Reste à savoir si nous ne devrions pas être décimés un peu plus souvent peut-être, étant donné que sans cela, l’air dont nous avons besoin pour respirer pourrait bien venir à manquer. Les rangs de nos pères étaient éclaircis à intervalles réguliers. Après un de leurs orages guerriers purificateurs, seuls quelques-uns relevaient la tête. Ceux-ci mettaient de l’ordre dans les affaires restées en suspens, rangeaient, et fécondaient les femmes qui restaient. Celui qui savait tenir un stylo à peu près droit devenait écrivain et professeur d’écriture, celui qui savait tenir un pinceau devenait peintre et professeur de peinture, celui qui savait tenir de la farine devenait boulanger et professeur de boulangerie, celui qui était cultivé devenait cultivateur et ainsi de suite, jusqu’à ce que tous les vides soient comblés et que ces gentils humains provisoires soient relayés par leurs descendants. Puis il y avait à nouveau une épidémie ou une bataille qui faisait de la place. De nos jours, les gens doivent se livrer à une lutte impitoyable pour avoir une place au soleil et, de ce fait, gagner aussi parfois leur vie avec les idées les plus insolites, par exemple en exigeant davantage de destin.

Matthias Zschokke, Maurice à la poule, Zoé, pp. 202-203.

David Farreny, 11 mars 2010
polyvalent

Aujourd’hui l’artiste polyvalent se charge aussi bien de l’œuvre que de son commentaire… Mais me direz-vous la décence ? Eh oui, la décence…

Jean-Pierre Georges, L’éphémère dure toujours, Tarabuste, p. 91.

David Farreny, 27 juin 2010
disproportion

Pour notre consolation, la disproportion du monde semble n’être que d’ordre numérique.

Franz Kafka, « Journaux », Œuvres complètes (3), Gallimard, p. 453.

David Farreny, 8 nov. 2012
rêve

Quand un homme rêve seul, c’est un rêve. Quand ils sont plusieurs à rêver le même rêve, c’est un cauchemar.

Philippe Muray, « 26 février 1983 », Ultima necat (I), Les Belles Lettres, p. 257.

David Farreny, 27 mai 2015
impression

C’est le seul moyen de fuir la société tout en faisant bonne impression, aussi je ne la laisse à personne : la vaisselle.

Éric Chevillard, « mercredi 2 mars 2016 », L’autofictif. 🔗

David Farreny, 3 mars 2016
portée

Ne pas naître est sans contredit la meilleure formule qui soit. Elle n’est malheureusement à la portée de personne.

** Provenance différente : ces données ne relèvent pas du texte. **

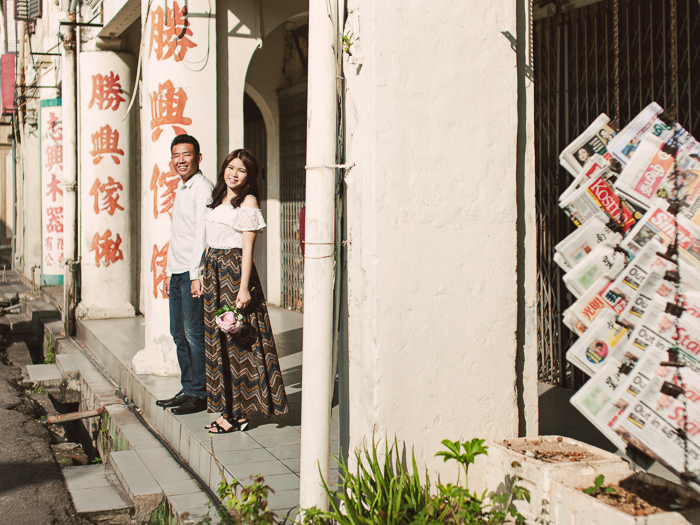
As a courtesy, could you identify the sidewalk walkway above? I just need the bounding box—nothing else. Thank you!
[78,307,339,515]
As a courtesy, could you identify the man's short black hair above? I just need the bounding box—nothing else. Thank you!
[170,135,199,157]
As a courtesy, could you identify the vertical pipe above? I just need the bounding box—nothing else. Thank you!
[15,20,27,274]
[61,18,78,334]
[299,0,337,510]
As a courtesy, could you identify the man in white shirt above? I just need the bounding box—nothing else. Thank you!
[156,135,213,414]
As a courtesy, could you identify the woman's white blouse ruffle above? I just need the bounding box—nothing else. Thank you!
[204,204,266,249]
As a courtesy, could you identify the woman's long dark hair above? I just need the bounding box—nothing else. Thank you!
[208,149,260,208]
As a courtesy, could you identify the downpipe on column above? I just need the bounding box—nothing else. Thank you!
[299,0,339,512]
[61,13,78,335]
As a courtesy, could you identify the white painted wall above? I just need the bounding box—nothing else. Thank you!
[344,0,537,482]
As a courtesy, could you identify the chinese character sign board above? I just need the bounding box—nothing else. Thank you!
[78,51,139,319]
[134,0,218,374]
[39,99,64,285]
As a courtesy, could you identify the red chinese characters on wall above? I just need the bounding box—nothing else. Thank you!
[88,71,124,111]
[89,177,124,215]
[148,2,197,62]
[45,173,63,202]
[44,111,63,142]
[41,106,65,275]
[150,80,192,142]
[150,164,182,219]
[46,206,63,233]
[90,124,124,164]
[90,230,124,266]
[88,71,126,266]
[151,242,170,299]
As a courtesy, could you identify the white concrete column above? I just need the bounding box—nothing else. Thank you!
[134,0,219,375]
[299,0,338,509]
[39,98,64,285]
[76,51,135,319]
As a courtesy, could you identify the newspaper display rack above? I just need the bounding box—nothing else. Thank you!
[553,102,700,488]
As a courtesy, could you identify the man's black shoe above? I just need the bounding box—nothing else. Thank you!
[156,390,191,408]
[171,396,207,416]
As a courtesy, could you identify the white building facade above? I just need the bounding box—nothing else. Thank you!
[3,0,538,498]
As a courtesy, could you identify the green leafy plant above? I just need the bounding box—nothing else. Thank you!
[416,439,530,525]
[197,471,277,525]
[44,334,56,365]
[583,474,617,497]
[435,438,488,488]
[322,435,430,525]
[342,31,353,56]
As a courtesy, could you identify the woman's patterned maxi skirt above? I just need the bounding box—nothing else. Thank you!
[204,248,289,421]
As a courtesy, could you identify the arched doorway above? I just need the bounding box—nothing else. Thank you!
[243,94,268,296]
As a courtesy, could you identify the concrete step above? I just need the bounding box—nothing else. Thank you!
[27,365,63,388]
[54,339,122,422]
[56,354,80,390]
[41,284,63,312]
[109,450,164,523]
[0,313,34,336]
[104,405,212,525]
[7,341,32,367]
[61,465,134,524]
[56,354,80,380]
[21,297,61,322]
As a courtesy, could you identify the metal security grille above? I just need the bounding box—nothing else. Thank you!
[279,88,306,312]
[534,0,700,387]
[243,95,268,296]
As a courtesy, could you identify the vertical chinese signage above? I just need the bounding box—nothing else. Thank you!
[136,0,213,362]
[39,98,64,285]
[77,51,138,319]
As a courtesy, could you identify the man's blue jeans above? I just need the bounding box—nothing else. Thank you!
[170,272,207,399]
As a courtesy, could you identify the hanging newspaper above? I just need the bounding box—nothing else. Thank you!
[559,113,615,177]
[564,277,612,335]
[619,271,700,326]
[566,311,629,376]
[620,201,700,268]
[612,374,700,475]
[608,102,671,166]
[615,137,700,213]
[559,155,613,203]
[564,244,625,298]
[559,177,639,231]
[555,103,700,473]
[554,212,622,271]
[570,353,638,450]
[600,239,675,314]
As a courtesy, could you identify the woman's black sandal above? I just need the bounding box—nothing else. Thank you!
[209,421,240,434]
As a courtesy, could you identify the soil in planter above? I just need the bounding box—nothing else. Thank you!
[503,438,605,463]
[591,477,700,516]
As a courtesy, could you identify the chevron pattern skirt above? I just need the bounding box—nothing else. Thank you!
[204,248,289,421]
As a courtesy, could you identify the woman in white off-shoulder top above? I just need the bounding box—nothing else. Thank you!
[204,149,289,434]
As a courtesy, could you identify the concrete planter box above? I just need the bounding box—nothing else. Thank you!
[484,436,631,524]
[551,472,700,525]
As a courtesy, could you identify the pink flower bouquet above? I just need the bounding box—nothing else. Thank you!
[214,306,244,334]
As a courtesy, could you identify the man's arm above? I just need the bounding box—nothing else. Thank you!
[190,179,213,297]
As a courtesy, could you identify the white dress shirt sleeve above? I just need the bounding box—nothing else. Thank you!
[190,176,213,281]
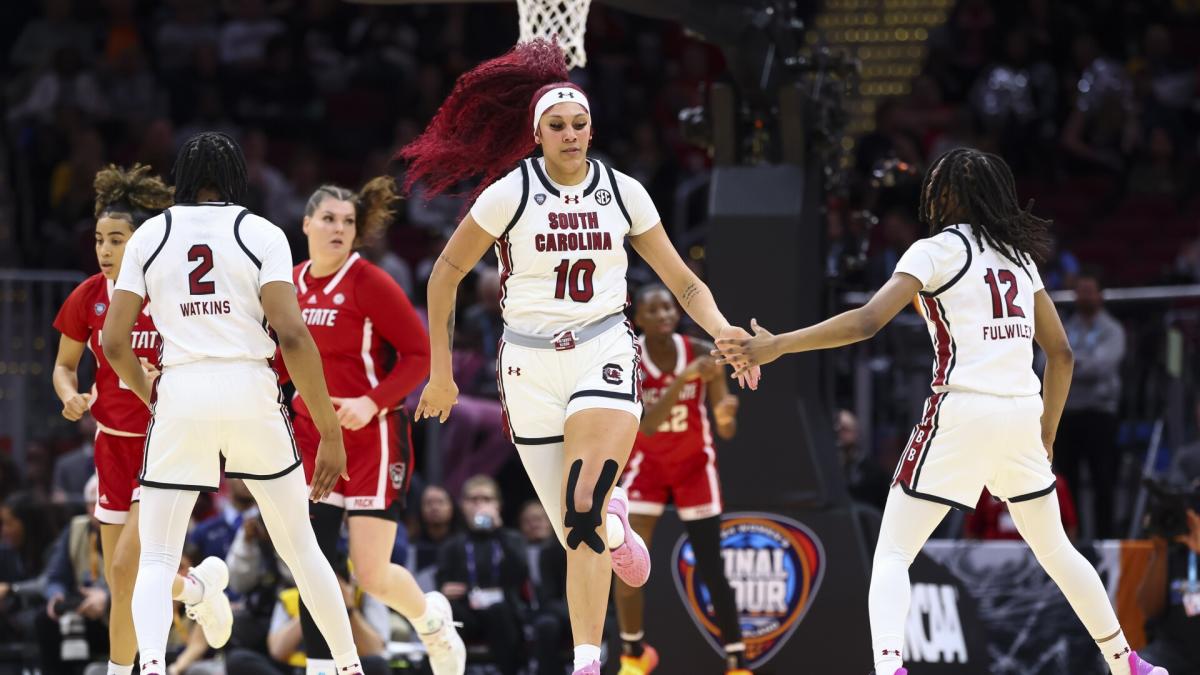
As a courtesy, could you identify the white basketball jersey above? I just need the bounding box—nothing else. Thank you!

Emil Cioran, « De l'inconvénient d'être né », Œuvres, Gallimard, p. 898.

David Farreny, 1er mars 2024
lâches

Tout acte de courage est le fait d’un déséquilibré. Les bêtes, normales par définition, sont toujours lâches, sauf quand elles se savent plus fortes, ce qui est la lâcheté même.

Emil Cioran, « Écartèlement », Œuvres, Gallimard, p. 955.

David Farreny, 7 mars 2024
démonétisée

Je n’ai rien à faire, serre quelques mains, bavarde avec des libraires, des journalistes, des auteurs. Je les regarde, ces auteurs : fatigués, ringards, pitoyables, attendant le chaland sous les projecteurs qui les enlaidissent : Anne Wiazemski qui se décatit de salon en salon ; Marie Nimier dont le profil se rapproche de l’oiseau de proie et chez qui rien n’est laid sans que cependant l’ensemble soit beau ; Jocelyne François qui ne me reconnaît pas ou ne le veut ; Jean-Christophe Rufin qui, lui, me rappelle que nous nous sommes vus à Beyrouth, l’an dernier, et qui me dit : « J’ai dépassé les 80 000 exemplaires ; et toi ? » ; Lacouture, « régional de l’étape » qui cligne des yeux et grimace comme un vieil ecclésiastique surpris à la sortie d’un bordel ; Dominique Fernandez qui semble épuisé d’être lui-même et pose une main fripée de vieille femme sur l’épaule de son giton, et tant d’autres dont la vue me désole, tâcherons des lettres, commis, clercs, mitrons, courtisans, sycophantes, ilotes d’une renommée impossible et d’une gloire hors d’atteinte, sans doute démonétisée…

Richard Millet, « 10 octobre 1998 », Journal (1995-1999), Léo Scheer.